Le copyright américain ne connaît, lui, qu'une énumération d'actes sous contrôle ; le principal étant la fixation. Toute copie, même pour soi, requiert autorisation. Télécharger, exigeant de fixer en mémoire vive, devient une reproduction provisoire. Le champ envahissant de l'interdit amena assez tôt les juges à se reconnaître le pouvoir de neutraliser le copyright quand l'atteinte aux intérêts du titulaire est mineure en comparaison des inconvénients imposés. C'est l'exception générale de fair use, «légalisée» en 1976. Certaines copies privées sont tolérées à ce titre : il s'agit bien d'une exception générale, mesurée à l'aune des seuls intérêts du titulaire et d'un contenu évolutif, puisqu'aux mains du juge. La «reproduction», ainsi réduite à la fixation, ne couvre pas la commercialisation des exemplaires ; elle est donc prolongée par un «droit de distribution», tellement contraire aux intérêts des distributeurs et des consommateurs qu'il est réputé «épuisé» par la première vente (first sale doctrine).
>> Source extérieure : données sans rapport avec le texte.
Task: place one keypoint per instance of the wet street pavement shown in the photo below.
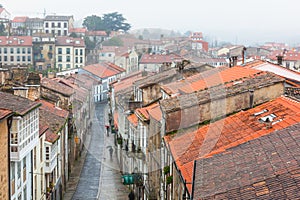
(100, 176)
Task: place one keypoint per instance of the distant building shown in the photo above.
(198, 43)
(58, 25)
(18, 25)
(16, 50)
(34, 25)
(43, 51)
(24, 136)
(70, 53)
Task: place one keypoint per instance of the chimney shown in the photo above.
(234, 60)
(244, 55)
(279, 60)
(251, 98)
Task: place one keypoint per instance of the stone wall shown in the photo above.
(189, 116)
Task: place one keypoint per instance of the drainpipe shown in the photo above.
(9, 123)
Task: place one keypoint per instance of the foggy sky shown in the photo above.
(242, 22)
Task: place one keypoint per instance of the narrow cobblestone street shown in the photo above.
(100, 177)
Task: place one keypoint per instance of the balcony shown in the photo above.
(50, 165)
(19, 150)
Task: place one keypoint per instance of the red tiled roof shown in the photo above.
(16, 41)
(173, 88)
(19, 19)
(232, 131)
(264, 168)
(133, 119)
(78, 30)
(143, 113)
(127, 81)
(224, 77)
(116, 119)
(19, 105)
(55, 86)
(104, 69)
(69, 41)
(276, 69)
(96, 33)
(159, 59)
(51, 137)
(42, 128)
(49, 107)
(156, 113)
(4, 113)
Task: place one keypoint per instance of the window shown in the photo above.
(47, 153)
(34, 158)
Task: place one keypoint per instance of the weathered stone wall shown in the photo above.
(190, 116)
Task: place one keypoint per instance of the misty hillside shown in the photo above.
(154, 33)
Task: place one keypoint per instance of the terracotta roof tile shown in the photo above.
(143, 113)
(4, 113)
(19, 105)
(19, 19)
(127, 82)
(104, 69)
(69, 41)
(224, 77)
(56, 86)
(51, 137)
(159, 59)
(116, 119)
(16, 41)
(264, 168)
(156, 113)
(232, 131)
(58, 116)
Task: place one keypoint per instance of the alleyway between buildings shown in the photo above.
(98, 175)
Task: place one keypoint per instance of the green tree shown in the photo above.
(109, 22)
(114, 41)
(88, 43)
(93, 23)
(114, 22)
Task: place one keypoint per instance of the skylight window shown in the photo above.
(268, 118)
(261, 112)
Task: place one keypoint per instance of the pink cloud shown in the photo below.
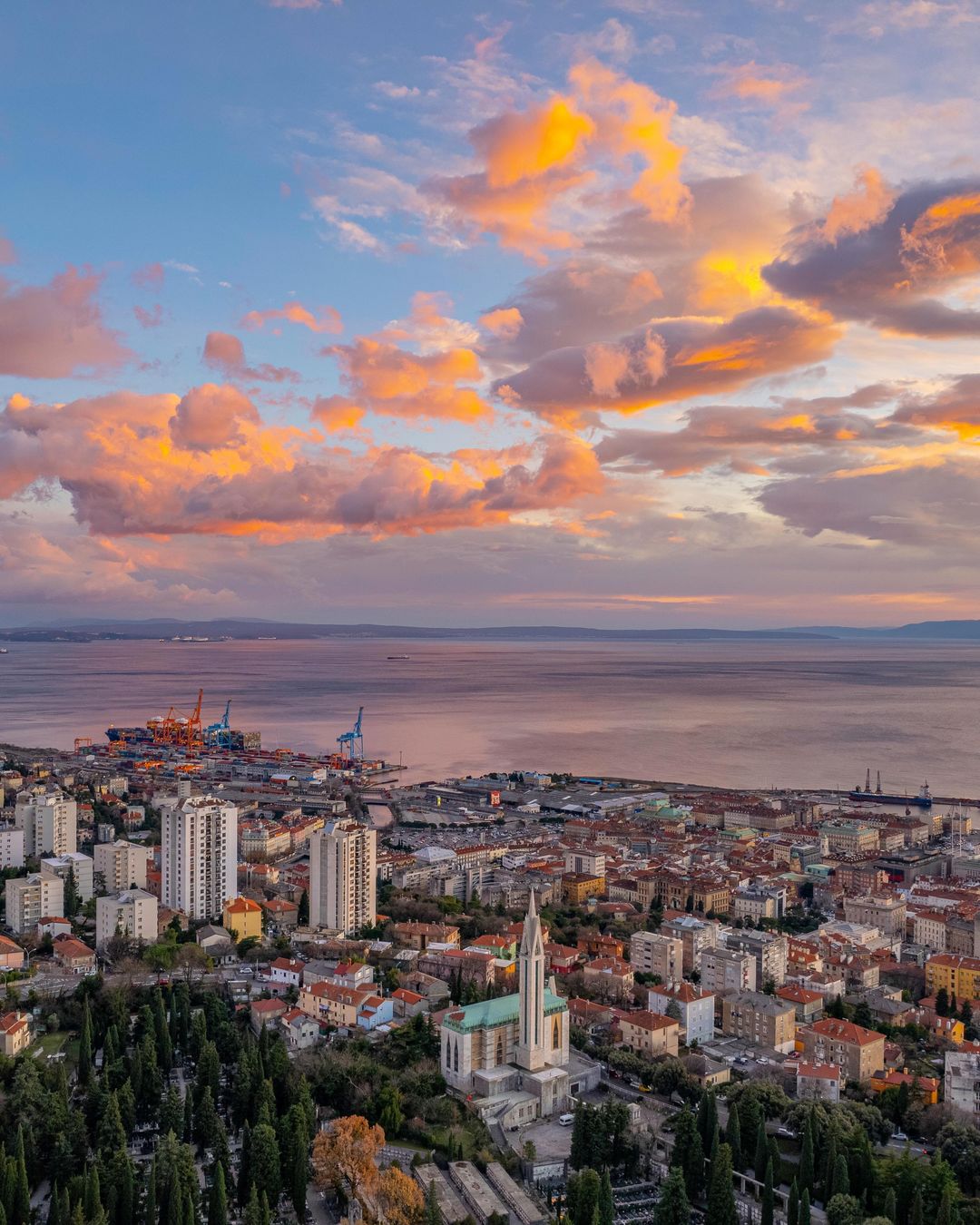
(324, 318)
(226, 353)
(56, 329)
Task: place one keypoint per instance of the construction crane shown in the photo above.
(350, 744)
(218, 735)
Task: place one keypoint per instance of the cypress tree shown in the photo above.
(672, 1207)
(806, 1158)
(840, 1183)
(769, 1197)
(84, 1046)
(721, 1193)
(734, 1137)
(762, 1151)
(606, 1207)
(217, 1208)
(150, 1200)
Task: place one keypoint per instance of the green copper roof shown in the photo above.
(501, 1011)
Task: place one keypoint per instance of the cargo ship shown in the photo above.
(923, 799)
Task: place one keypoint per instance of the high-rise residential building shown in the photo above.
(199, 855)
(132, 913)
(74, 864)
(11, 848)
(343, 887)
(31, 898)
(654, 953)
(49, 822)
(122, 865)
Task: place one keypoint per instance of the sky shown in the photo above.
(641, 314)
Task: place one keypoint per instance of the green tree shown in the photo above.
(217, 1207)
(889, 1204)
(840, 1182)
(265, 1161)
(734, 1137)
(762, 1151)
(606, 1206)
(689, 1154)
(672, 1207)
(844, 1210)
(84, 1046)
(769, 1196)
(720, 1192)
(806, 1159)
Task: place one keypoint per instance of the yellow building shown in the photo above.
(242, 917)
(578, 887)
(959, 975)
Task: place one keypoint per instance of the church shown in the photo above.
(508, 1056)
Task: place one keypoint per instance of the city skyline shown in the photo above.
(641, 315)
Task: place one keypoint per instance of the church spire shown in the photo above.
(531, 1039)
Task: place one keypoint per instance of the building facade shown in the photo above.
(199, 855)
(343, 886)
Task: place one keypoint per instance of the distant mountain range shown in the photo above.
(254, 629)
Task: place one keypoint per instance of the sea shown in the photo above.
(735, 713)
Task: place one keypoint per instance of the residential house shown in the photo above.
(858, 1051)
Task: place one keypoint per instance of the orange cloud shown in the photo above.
(755, 83)
(504, 322)
(325, 318)
(56, 329)
(867, 205)
(535, 163)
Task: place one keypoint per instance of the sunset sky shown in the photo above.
(632, 314)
Cette opposition des modèles n'est, elle-même, que l'expression de philosophies opposées. Le droit d'auteur français est une propriété intellectuelle engendrée par l'acte créatif. Le copyright américain est un monopole légal accordé à un investisseur afin qu'il prospère à l'abri de la concurrence. Le droit d'auteur est donc nécessairement reconnu au créateur, alors que le copyright est octroyé à l'investisseur : normalement le producteur, parfois le créateur, quand il s'est autoproduit. Centré sur la création, le droit d'auteur inscrit toujours la dimension économique à l'intérieur de la dimension culturelle. D'où le droit moral qui défend l'intérêt culturel, partagé par les amateurs composant le public et les créateurs, contre les empiétements possibles de l'exploitant. D'où, également, un espace d'«imprégnation culturelle» reconnu à l'amateur (liberté de copie et de circulation au sein du cercle de famille), conforme à l'article 27-1 de la déclaration universelle des droits de l'homme. Mais l'investisseur, lui, ne recherche que le profit. Cet espace n'est qu'un manque à gagner. Transformer le cercle de famille en nouveau marché est l'unique but poursuivi par cette nouvelle législation. Le P2P n'est qu'un alibi.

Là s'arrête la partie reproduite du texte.